I was reversing a piece of malware today when its decryptor revelead a trick i haven't seen before.

The trick seems to be based on the behaviour of DeleteFiber under debugger.

After calling it with an invalid parameter, it checks last set error using GetLastError which is
- 0x00000057 if process was not debugged
- other if process was under debugger

In the malware i was analysing the return value was used to build a jump to another section of the decryptor.

Easy code to conduct your own reversing.


char lama[1024]={0};
int main(int argc, CHAR* argv[])
{
        DeleteFiber(lama);
        printf("GetLastError = %.8x", GetLastError());
        return 0;
}







Comments
camus Posted: Wednesday, August 15 2007 09:58.37 CDT
Interesting, thanks ;)

jms Posted: Wednesday, August 15 2007 11:22.52 CDT
Sweet, thanks for the heads up. Is this posted in the anti-debugger portion of the site?

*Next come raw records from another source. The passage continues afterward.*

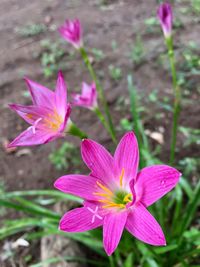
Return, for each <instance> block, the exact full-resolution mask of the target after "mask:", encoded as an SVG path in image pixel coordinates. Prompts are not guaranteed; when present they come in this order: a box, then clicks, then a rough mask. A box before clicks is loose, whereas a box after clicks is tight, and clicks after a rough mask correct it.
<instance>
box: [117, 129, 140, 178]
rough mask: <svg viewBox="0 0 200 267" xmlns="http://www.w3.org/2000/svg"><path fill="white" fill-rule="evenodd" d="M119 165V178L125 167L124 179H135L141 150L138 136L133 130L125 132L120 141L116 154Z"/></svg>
mask: <svg viewBox="0 0 200 267" xmlns="http://www.w3.org/2000/svg"><path fill="white" fill-rule="evenodd" d="M114 160H115V165H116V166H117V167H118V175H117V178H118V177H119V176H120V175H121V173H122V169H124V180H125V181H126V182H127V183H128V182H129V181H130V180H132V179H135V178H136V175H137V171H138V162H139V151H138V144H137V139H136V136H135V135H134V133H133V132H129V133H127V134H125V135H124V136H123V137H122V139H121V141H120V142H119V144H118V146H117V149H116V151H115V155H114Z"/></svg>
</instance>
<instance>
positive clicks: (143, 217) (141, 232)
mask: <svg viewBox="0 0 200 267" xmlns="http://www.w3.org/2000/svg"><path fill="white" fill-rule="evenodd" d="M136 205H137V206H135V207H134V208H133V210H132V211H131V212H130V213H129V215H128V218H127V222H126V226H125V227H126V229H127V230H128V231H129V232H130V233H131V234H132V235H133V236H135V237H136V238H138V239H139V240H141V241H143V242H145V243H147V244H150V245H154V246H164V245H166V241H165V236H164V234H163V231H162V229H161V227H160V225H159V224H158V222H157V221H156V220H155V218H154V217H153V216H152V215H151V213H149V211H148V210H147V209H146V208H145V207H144V206H143V205H142V204H141V203H137V204H136Z"/></svg>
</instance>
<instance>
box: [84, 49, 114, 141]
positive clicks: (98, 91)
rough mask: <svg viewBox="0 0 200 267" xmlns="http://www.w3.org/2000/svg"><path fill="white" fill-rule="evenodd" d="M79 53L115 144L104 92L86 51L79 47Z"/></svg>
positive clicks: (111, 123)
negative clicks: (81, 58)
mask: <svg viewBox="0 0 200 267" xmlns="http://www.w3.org/2000/svg"><path fill="white" fill-rule="evenodd" d="M79 51H80V53H81V56H82V58H83V60H84V62H85V65H86V66H87V68H88V71H89V73H90V75H91V77H92V79H93V80H94V82H95V84H96V88H97V91H98V94H99V98H100V101H101V103H102V104H103V108H104V111H105V113H106V117H107V120H108V126H109V128H110V130H109V132H110V134H111V137H112V139H113V140H115V142H116V133H115V129H114V125H113V122H112V117H111V115H110V111H109V108H108V104H107V101H106V98H105V95H104V90H103V88H102V86H101V84H100V82H99V80H98V78H97V76H96V73H95V71H94V69H93V67H92V65H91V63H90V60H89V58H88V55H87V52H86V50H85V49H84V47H81V48H80V49H79Z"/></svg>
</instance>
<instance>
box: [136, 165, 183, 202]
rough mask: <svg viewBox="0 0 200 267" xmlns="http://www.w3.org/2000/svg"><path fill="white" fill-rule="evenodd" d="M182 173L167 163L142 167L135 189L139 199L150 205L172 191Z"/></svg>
mask: <svg viewBox="0 0 200 267" xmlns="http://www.w3.org/2000/svg"><path fill="white" fill-rule="evenodd" d="M180 176H181V173H180V172H178V171H177V170H176V169H174V168H172V167H170V166H167V165H154V166H149V167H146V168H144V169H142V170H141V171H140V172H139V173H138V176H137V182H136V184H135V191H136V196H137V200H139V201H141V202H142V203H143V204H144V205H145V206H147V207H148V206H150V205H151V204H153V203H154V202H156V201H157V200H158V199H160V198H161V197H162V196H164V195H165V194H167V193H168V192H169V191H171V190H172V189H173V188H174V187H175V186H176V184H177V183H178V181H179V178H180Z"/></svg>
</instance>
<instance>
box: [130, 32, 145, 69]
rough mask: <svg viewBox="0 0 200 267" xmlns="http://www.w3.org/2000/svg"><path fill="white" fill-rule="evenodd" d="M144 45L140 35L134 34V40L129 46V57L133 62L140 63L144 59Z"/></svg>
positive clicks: (140, 62)
mask: <svg viewBox="0 0 200 267" xmlns="http://www.w3.org/2000/svg"><path fill="white" fill-rule="evenodd" d="M144 56H145V53H144V47H143V43H142V39H141V36H140V35H137V36H136V39H135V42H134V43H133V45H132V46H131V53H130V58H131V61H132V62H133V64H136V65H137V64H140V63H141V62H142V61H143V60H144Z"/></svg>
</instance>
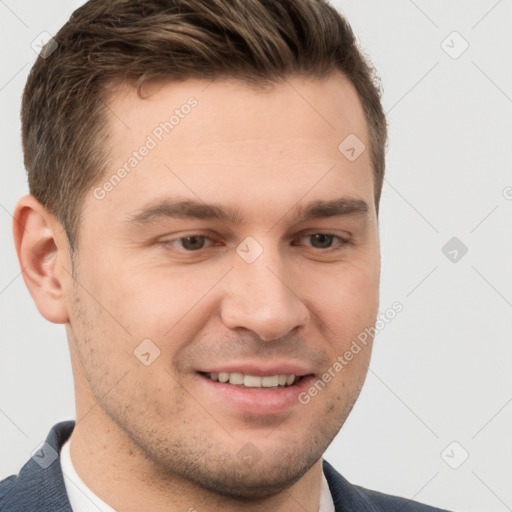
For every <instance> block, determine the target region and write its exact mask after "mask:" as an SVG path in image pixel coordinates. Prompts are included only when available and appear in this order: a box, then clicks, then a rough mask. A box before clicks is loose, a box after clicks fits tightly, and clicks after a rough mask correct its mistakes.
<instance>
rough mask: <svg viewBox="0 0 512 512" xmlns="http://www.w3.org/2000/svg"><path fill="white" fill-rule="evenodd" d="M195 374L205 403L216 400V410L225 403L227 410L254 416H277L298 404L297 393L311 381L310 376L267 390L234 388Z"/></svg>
mask: <svg viewBox="0 0 512 512" xmlns="http://www.w3.org/2000/svg"><path fill="white" fill-rule="evenodd" d="M198 375H199V379H200V381H201V382H202V383H203V384H202V385H203V386H204V388H205V393H206V395H207V397H206V403H210V404H216V403H218V401H219V398H220V400H221V401H222V404H219V405H220V407H222V406H223V405H224V404H228V405H229V406H230V408H236V409H237V410H239V411H240V412H244V413H249V414H257V415H271V414H278V413H281V412H284V411H287V410H288V409H290V408H291V407H293V406H294V405H298V404H300V402H299V398H298V397H299V395H300V393H302V392H303V391H305V390H306V389H307V388H308V387H309V386H310V385H311V382H312V381H313V379H314V376H313V375H306V376H304V377H302V379H300V381H299V382H297V383H296V384H292V385H291V386H279V387H277V388H273V389H270V388H268V389H267V388H249V387H244V386H237V385H233V384H229V383H223V382H218V381H214V380H212V379H210V378H209V377H206V376H205V375H202V374H200V373H199V374H198Z"/></svg>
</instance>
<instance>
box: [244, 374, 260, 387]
mask: <svg viewBox="0 0 512 512" xmlns="http://www.w3.org/2000/svg"><path fill="white" fill-rule="evenodd" d="M244 386H247V387H250V388H261V377H257V376H256V375H244Z"/></svg>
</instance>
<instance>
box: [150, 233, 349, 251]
mask: <svg viewBox="0 0 512 512" xmlns="http://www.w3.org/2000/svg"><path fill="white" fill-rule="evenodd" d="M314 235H324V236H327V237H333V238H334V239H338V247H336V246H335V245H334V246H330V247H326V248H318V247H311V249H313V250H316V251H321V252H324V253H325V252H334V251H337V250H341V249H342V248H343V247H344V246H346V245H348V244H350V243H351V242H350V240H349V239H347V238H343V237H341V236H340V235H336V234H334V233H329V232H324V231H315V232H310V233H305V234H301V235H298V236H297V237H295V238H294V239H293V241H294V242H295V241H296V240H300V239H302V238H307V237H311V236H314ZM187 238H205V239H208V240H213V238H212V237H210V236H207V235H202V234H199V233H191V234H187V235H185V236H180V237H179V238H174V239H172V240H164V241H162V242H159V243H160V244H162V245H163V246H164V247H168V246H174V243H175V242H180V241H182V240H185V239H187ZM208 247H211V245H210V246H207V247H201V248H200V249H196V250H189V249H185V248H184V247H180V249H182V250H184V251H185V252H187V253H195V252H196V253H199V252H200V251H203V250H205V249H207V248H208Z"/></svg>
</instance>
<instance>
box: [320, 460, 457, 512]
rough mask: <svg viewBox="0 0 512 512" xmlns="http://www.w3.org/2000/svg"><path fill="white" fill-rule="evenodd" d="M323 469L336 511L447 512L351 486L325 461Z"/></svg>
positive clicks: (422, 503) (349, 483) (372, 490)
mask: <svg viewBox="0 0 512 512" xmlns="http://www.w3.org/2000/svg"><path fill="white" fill-rule="evenodd" d="M323 469H324V474H325V477H326V479H327V483H328V484H329V489H330V491H331V495H332V498H333V502H334V506H335V508H336V511H338V510H343V511H345V510H347V511H351V512H352V511H353V512H358V511H361V512H363V511H364V512H397V511H400V512H448V511H447V510H444V509H440V508H436V507H431V506H429V505H424V504H423V503H419V502H417V501H413V500H409V499H407V498H402V497H400V496H392V495H390V494H384V493H382V492H378V491H373V490H370V489H366V488H364V487H361V486H359V485H353V484H351V483H350V482H349V481H348V480H346V479H345V478H344V477H343V476H342V475H341V474H340V473H338V472H337V471H336V470H335V469H334V468H333V467H332V466H331V465H330V464H329V463H328V462H327V461H325V460H324V461H323Z"/></svg>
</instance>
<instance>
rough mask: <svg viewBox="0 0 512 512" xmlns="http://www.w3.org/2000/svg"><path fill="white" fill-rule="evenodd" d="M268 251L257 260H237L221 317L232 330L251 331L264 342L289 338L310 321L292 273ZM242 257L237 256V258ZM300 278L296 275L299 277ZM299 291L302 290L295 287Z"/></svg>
mask: <svg viewBox="0 0 512 512" xmlns="http://www.w3.org/2000/svg"><path fill="white" fill-rule="evenodd" d="M268 252H269V251H265V252H264V253H263V254H262V255H261V256H260V257H259V258H258V259H257V260H256V261H254V262H252V263H246V262H245V261H242V260H239V261H235V266H234V268H233V270H232V271H231V272H230V273H229V274H228V275H227V276H226V281H225V283H224V286H225V289H224V291H225V294H224V298H223V300H222V303H221V318H222V321H223V323H224V325H226V327H228V328H230V329H234V330H236V329H241V328H244V329H248V330H250V331H252V332H253V333H254V334H255V335H257V336H259V338H260V339H262V340H264V341H271V340H276V339H279V338H281V337H284V336H286V335H287V334H289V333H290V332H291V331H293V330H294V329H296V328H298V327H301V326H304V325H305V324H306V322H307V320H308V318H309V312H308V308H307V306H306V304H305V303H304V302H303V301H302V300H301V299H300V297H299V296H298V291H296V290H294V284H295V285H296V284H297V283H296V282H295V283H294V282H293V280H292V279H291V276H292V274H293V273H292V272H290V271H288V272H287V271H286V268H285V265H284V263H283V262H282V261H280V259H278V258H271V257H270V256H269V255H268ZM235 257H236V258H238V256H237V255H235ZM295 275H296V274H295ZM295 288H298V287H297V286H295Z"/></svg>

carib Posted: Thursday, August 16 2007 07:10.20 CDT
DeleteFiber calls RtlFreeHeap. If the process is debugged without forcing the NtGlobalFlags, the heap will have the flags FLG_HEAP_ENABLE_TAIL_CHECK, FLG_HEAP_ENABLE_FREE_CHECK and FLG_HEAP_VALIDATE_PARAMETERS enabled by default. Those flags will enforce some protections before memory chunks are freed; in this case, the fiber data is invalid and the heap routines will call ntdll!DbgBreakPoint (a simple INT3).
So, this anti-debug is one of the NtGlobalFlags class, which can be bypassed by force-setting the global flags before the program is created.

jms Posted: Thursday, August 16 2007 11:21.59 CDT
Excellent, thanks for the explanation.